Isoparametric foliations and bounded geometry
Manuel Krannich, Alexander Lytchak, Marco Radeschi
TL;DR
The paper addresses finiteness of isoparametric foliations on closed manifolds under bounded geometry and finite fundamental group, excluding dimension $n=5$ for diffeomorphism types. It recasts isoparametric foliations as manifold submetries to intervals (equivalently as double disc bundle decompositions) and proves a global finiteness theorem via compactness arguments and convergence of both metrics and gluing maps. Key contributions include establishing the finite foliated-diffeomorphism types under the stated bounds, and exhibiting infinite families of inequivalent foliations when the geometry-bounded hypotheses are dropped. The findings illuminate how curvature, diameter, volume, and fundamental group interact with foliation structure, and provide a framework potentially extendable to related transverse geometric decompositions.
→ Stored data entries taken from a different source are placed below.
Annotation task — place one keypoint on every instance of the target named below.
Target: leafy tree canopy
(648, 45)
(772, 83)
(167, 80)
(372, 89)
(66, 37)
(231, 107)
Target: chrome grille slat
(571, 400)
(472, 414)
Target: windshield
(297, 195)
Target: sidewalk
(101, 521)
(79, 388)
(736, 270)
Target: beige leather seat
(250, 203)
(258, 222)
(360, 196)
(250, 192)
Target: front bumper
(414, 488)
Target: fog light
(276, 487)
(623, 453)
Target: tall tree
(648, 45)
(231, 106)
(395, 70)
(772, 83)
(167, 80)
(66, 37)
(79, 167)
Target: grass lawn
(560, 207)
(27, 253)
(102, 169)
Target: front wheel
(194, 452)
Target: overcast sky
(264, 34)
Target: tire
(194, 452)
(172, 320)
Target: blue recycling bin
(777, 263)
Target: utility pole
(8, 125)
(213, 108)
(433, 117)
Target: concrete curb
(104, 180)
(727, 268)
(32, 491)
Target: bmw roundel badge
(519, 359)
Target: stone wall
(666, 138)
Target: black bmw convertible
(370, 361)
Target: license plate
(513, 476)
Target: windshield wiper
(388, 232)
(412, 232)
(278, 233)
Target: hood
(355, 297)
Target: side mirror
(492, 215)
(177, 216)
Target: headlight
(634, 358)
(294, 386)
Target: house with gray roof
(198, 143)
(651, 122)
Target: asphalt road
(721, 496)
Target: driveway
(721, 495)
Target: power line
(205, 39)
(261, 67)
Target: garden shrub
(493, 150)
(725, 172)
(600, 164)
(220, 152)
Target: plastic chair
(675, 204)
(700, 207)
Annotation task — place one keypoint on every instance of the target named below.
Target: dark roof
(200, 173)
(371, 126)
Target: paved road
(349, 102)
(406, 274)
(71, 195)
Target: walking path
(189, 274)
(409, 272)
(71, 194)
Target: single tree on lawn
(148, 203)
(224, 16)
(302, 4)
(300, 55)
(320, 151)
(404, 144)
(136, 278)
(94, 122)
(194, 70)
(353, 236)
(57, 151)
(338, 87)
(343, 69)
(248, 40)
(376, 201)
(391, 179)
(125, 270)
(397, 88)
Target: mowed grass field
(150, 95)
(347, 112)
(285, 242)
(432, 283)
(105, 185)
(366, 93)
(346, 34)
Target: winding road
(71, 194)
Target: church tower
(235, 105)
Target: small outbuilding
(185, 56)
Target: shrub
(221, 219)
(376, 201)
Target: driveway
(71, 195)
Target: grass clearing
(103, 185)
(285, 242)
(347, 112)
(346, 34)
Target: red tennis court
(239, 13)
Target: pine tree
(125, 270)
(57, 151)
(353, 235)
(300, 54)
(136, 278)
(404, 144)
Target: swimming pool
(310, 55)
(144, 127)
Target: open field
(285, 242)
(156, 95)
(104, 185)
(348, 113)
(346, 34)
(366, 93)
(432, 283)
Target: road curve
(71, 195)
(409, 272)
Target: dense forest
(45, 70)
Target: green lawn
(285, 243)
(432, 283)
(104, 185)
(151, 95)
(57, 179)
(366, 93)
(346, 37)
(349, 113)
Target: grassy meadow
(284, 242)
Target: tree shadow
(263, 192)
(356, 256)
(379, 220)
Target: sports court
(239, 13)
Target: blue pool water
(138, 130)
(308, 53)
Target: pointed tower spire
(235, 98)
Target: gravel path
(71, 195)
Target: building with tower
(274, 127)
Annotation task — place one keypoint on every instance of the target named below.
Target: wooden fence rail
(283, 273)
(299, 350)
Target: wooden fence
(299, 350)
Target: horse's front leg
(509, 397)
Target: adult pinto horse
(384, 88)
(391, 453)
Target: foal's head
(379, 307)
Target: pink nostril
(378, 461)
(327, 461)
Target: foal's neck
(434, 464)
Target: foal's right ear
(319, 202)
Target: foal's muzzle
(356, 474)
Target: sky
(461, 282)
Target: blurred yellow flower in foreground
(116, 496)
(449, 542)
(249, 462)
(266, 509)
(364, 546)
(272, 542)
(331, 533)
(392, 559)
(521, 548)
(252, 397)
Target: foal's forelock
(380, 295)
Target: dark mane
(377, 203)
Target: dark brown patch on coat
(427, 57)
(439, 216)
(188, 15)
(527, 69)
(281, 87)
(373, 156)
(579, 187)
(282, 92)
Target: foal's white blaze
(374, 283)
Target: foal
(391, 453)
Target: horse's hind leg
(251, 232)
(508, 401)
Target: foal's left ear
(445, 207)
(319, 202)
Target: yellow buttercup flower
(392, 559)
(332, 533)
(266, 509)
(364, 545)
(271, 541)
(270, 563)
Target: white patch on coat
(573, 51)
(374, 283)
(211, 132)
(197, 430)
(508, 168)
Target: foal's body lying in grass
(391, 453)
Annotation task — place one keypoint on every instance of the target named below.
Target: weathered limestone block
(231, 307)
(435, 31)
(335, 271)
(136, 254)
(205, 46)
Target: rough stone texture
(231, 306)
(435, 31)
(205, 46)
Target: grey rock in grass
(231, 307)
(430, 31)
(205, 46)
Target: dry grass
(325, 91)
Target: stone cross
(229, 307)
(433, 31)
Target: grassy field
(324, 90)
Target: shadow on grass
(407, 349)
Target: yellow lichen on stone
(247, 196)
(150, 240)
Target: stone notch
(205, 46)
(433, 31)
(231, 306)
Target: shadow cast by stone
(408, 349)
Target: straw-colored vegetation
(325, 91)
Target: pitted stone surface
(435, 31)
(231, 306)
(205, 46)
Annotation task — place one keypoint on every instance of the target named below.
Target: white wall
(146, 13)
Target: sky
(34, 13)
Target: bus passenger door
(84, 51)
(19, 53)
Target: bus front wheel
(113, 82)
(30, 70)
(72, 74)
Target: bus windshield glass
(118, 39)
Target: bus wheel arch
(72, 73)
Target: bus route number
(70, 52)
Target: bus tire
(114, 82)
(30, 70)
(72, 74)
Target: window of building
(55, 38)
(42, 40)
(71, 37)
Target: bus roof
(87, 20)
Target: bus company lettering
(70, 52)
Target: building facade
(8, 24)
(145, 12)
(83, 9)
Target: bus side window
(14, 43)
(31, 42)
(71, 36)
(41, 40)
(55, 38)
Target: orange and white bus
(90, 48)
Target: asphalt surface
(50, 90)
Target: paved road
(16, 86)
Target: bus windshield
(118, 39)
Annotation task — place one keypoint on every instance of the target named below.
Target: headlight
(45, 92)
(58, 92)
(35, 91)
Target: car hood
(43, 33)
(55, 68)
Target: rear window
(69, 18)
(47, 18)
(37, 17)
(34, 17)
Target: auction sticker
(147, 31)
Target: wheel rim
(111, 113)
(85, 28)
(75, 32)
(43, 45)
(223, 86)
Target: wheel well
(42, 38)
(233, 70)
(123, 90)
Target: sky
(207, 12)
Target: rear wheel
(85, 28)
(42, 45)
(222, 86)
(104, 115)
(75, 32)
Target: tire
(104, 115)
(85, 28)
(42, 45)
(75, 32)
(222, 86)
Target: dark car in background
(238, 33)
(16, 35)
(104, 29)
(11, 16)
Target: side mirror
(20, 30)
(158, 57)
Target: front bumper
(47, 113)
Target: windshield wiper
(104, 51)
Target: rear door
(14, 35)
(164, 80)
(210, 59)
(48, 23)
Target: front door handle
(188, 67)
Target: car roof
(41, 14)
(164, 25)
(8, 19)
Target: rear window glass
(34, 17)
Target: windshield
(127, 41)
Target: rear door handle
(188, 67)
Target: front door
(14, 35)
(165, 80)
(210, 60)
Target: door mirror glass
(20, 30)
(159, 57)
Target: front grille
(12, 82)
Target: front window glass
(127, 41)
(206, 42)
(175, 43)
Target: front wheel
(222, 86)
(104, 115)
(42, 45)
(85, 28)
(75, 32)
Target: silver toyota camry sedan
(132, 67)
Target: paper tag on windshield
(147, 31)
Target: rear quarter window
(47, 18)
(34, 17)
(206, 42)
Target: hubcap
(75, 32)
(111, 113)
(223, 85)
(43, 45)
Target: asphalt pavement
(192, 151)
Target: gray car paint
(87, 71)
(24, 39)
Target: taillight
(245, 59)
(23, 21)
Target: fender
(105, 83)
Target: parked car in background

The work also highlights sharpness through explicit counterexamples and connects to broader questions about finite-type foliations on manifolds.
Abstract
We prove that there are only finitely many isoparametrically foliated closed connected Riemannian manifolds with bounded geometry, fixed dimension $n\neq5$, and finite fundamental group, up to foliated diffeomorphism. In addition, we construct various infinite families of isoparametric foliations that are mutually not foliated diffeomorphic, for instance on a fixed sphere.